At long last, the anxiously-awaited proposed changes in regulations defining the federal Fair Labor Standards Act's Section 13(a)(1) executive, administrative, professional, outside-sales, and derivative exemptions have been published by the U.S. Labor Department for public consideration and comment. Blaring headlines notwithstanding:
- These provisions are not in effect,
- The exemption rules have not yet been changed, and
- Employers are not required to do anything differently for the moment.
The Compensation Tests
USDOL currently intends to increase the minimum salary threshold by approximately 200%, to $921 per week, which annualizes to $47,892. This is on the high side of what we had anticipated.
It appears that sharply reducing the proportion of exempt workers and "giving employees a raise" are the driving purposes behind this figure, rather than the proposal's being the result of the fundamentally distinction-drawing principles that are actually authorized and have historically been followed. We have previously written about these principles.
In addition, USDOL wants to raise the total-annual-compensation threshold for the "highly compensated employees" exemption by about 22%, from its present $100,000 minimum to a new level of $122,148.
And for the first time in these exemptions' more-than-75-year history, an "updated salary rate" would be published annually. USDOL's accompanying remarks suggest that this might result in a $970 threshold (annualizing to $50,440) as early as next year.
The "highly compensated" threshold would also be "updated" annually.
The Duties-Related Tests
The good news is that USDOL is not yet proposing to change any of the exemptions' requirements as they relate to the kinds or amounts of work performed. Readers will recall, for example, the widespread speculation that a strict more-than-50% requirement would be proposed in connection with the proportion of exempt work that would be necessary.

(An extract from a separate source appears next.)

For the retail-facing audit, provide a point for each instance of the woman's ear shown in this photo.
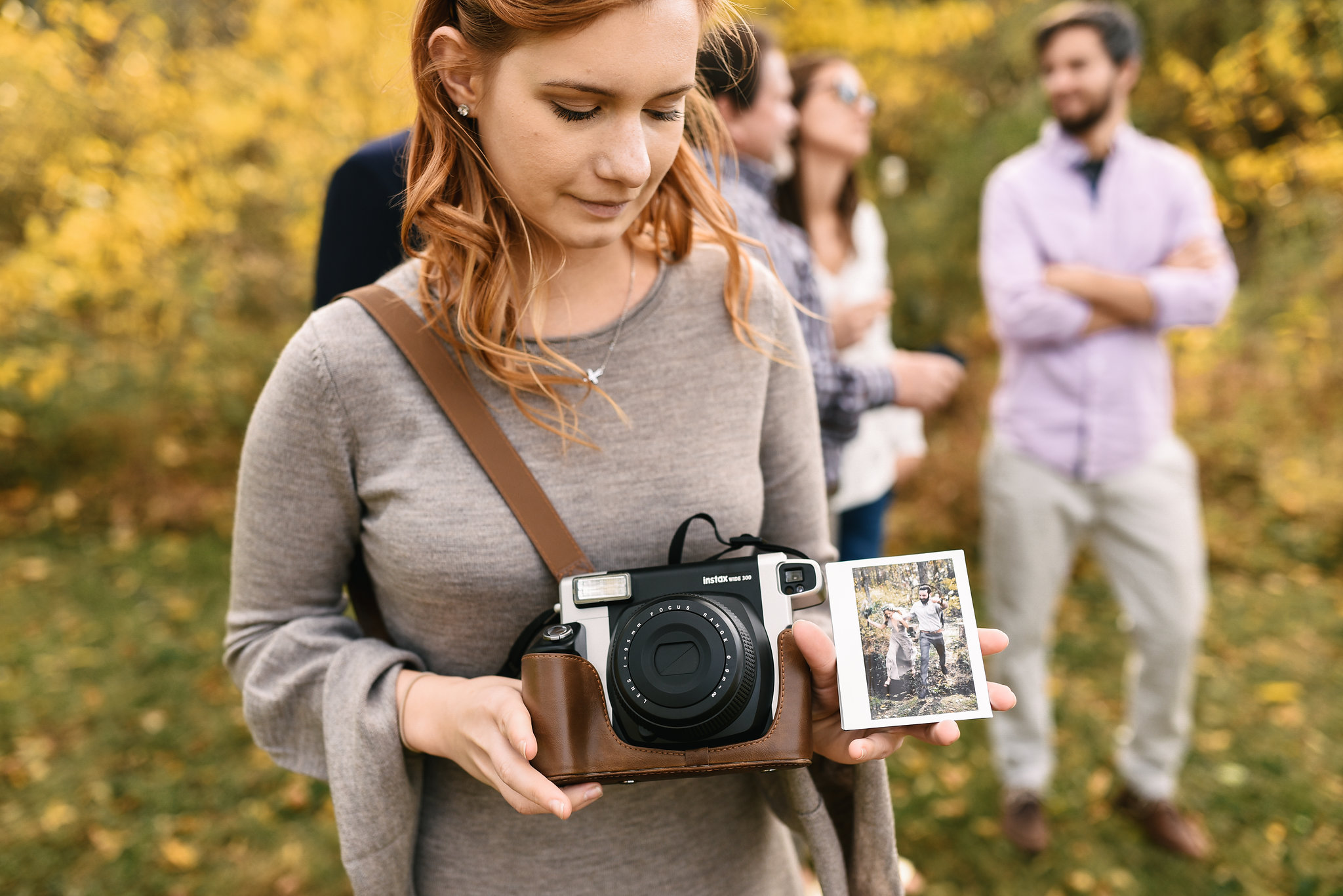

However, USDOL asks for comments directed to whether there should be such changes "for consideration in the Final Rule." We do not see how USDOL could legitimately make any such revisions in the duties tests without further putting those proposals out for public consideration and comment.
The Bottom Line
Comments on and criticisms of these proposals must be submitted to USDOL within 60 days after their publication in the Federal Register (rather than 90 days, as in 2003). It is not yet clear when this publication will occur; as of the time of this posting, the Federal Register website does not reflect that the proposals have been filed there.
We urge employers to:
- Evaluate immediately what these changes would mean for their organizations and employees; and
- Consider preparing comments for submission to USDOL (copies of which might perhaps be sent to an employer's Senators and Representatives).
- Furthermore, employers who have not already done so should start thinking right now about:
- Whether and how to bolster the FLSA exemption status of those whom management treats as exempt under Section 13(a)(1);
- What other FLSA exemptions might apply to one or more employees; and
What alternative FLSA-compliant pay plans would serve management's needs if it decides to convert one or more employees to non-exempt status. As we have said, usually there are entirely lawful ways to establish new pay plans that, when properly administered, could result in little or no increase in the employees' pay.
USDOL also released extensive remarks explaining its rationales for what it seeks to do. We will be studying the proposals and commentary carefully and will offer further considered views on them in coming days.
It is difficult to predict when any final changes will actually be put into effect. Using history as a rough guide, we are inclined to think that this will not occur before late this year or early next year.